"Halo? Moja siostra choruje na padaczkę i właśnie upadła w domu" - powiedziała do słuchawki 8-letnia dziewczynka, która zadzwoniła na lubelską policję, żeby wezwać pomoc. Posłuchaj wzruszającego nagrania.

Wojciech Laskowski, dyżurny hrubieszowskiej komendy policji odebrał telefon alarmowy. W słuchawce usłyszał głos małej dziewczynki, która prosiła o pomoc. Jak się okazało 8-latka była w domu z siostrą, która dostała ataku epilepsji. 

Czy ona ma jakieś drgawki? - pytał mundurowy. Miała wcześniej, teraz już nie ma - powiedziała dziewczynka. Nie ma? To połóż ją na lewym boku - polecił policjant.

Dziewczynka wykonując polecenia policjanta ułożyła siostrę w bezpiecznej pozycji.

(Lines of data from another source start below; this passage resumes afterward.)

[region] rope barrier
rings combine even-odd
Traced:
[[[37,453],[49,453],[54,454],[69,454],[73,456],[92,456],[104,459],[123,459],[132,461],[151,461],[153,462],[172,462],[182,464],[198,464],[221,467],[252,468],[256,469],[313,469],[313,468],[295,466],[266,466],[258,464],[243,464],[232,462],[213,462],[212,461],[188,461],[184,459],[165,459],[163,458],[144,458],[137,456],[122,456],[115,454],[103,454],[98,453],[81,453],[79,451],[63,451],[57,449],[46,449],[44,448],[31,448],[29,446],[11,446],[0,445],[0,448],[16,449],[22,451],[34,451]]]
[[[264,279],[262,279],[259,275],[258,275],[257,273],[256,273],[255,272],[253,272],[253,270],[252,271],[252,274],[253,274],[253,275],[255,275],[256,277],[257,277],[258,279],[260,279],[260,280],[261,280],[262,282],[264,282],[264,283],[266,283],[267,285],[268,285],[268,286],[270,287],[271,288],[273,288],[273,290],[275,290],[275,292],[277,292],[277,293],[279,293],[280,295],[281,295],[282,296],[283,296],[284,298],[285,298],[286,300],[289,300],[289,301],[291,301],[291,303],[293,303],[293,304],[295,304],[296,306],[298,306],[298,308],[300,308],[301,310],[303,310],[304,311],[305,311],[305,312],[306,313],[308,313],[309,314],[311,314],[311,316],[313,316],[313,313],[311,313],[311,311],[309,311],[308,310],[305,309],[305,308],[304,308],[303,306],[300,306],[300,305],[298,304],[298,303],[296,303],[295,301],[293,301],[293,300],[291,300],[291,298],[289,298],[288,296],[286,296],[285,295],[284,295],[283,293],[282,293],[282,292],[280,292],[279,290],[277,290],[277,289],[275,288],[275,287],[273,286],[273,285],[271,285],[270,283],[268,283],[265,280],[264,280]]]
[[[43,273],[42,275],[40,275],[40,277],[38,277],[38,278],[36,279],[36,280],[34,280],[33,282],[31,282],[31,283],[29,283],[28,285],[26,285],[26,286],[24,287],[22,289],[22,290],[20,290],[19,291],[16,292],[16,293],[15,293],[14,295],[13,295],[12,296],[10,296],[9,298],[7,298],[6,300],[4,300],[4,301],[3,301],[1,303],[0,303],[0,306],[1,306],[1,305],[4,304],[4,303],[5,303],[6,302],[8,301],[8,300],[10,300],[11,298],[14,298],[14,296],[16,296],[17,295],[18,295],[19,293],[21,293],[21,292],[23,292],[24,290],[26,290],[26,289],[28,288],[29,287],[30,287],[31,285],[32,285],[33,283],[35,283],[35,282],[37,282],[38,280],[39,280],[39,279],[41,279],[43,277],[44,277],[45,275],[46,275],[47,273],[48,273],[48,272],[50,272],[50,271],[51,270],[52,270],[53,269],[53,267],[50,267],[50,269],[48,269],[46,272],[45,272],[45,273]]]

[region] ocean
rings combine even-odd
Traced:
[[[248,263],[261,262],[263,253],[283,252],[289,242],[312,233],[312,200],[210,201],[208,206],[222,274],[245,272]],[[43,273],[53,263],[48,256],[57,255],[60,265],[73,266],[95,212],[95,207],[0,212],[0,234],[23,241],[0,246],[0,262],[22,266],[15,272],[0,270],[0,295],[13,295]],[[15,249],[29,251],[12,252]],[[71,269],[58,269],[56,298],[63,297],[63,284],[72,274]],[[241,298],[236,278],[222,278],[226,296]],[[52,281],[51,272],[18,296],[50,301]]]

W tej pozycji, co ją ułożyłaś, to niech ona leży. Czy ona oddycha? - pytał policjant dziewczynkę. Tak. Ale oczów jeszcze nie otworzyła - odpowiedziała 8-latka.

No to dobrze, to już się uspokój, już wszystko będzie dobrze. Już jedzie do ciebie karetka
- uspokajał funkcjonariusz.

Kiedy 8-latka dzielnie wykonywała kolejne czynności, w tym samym czasie na miejsce jechało już pogotowie. Załoga karetki udzieliła chorej pomocy medycznej.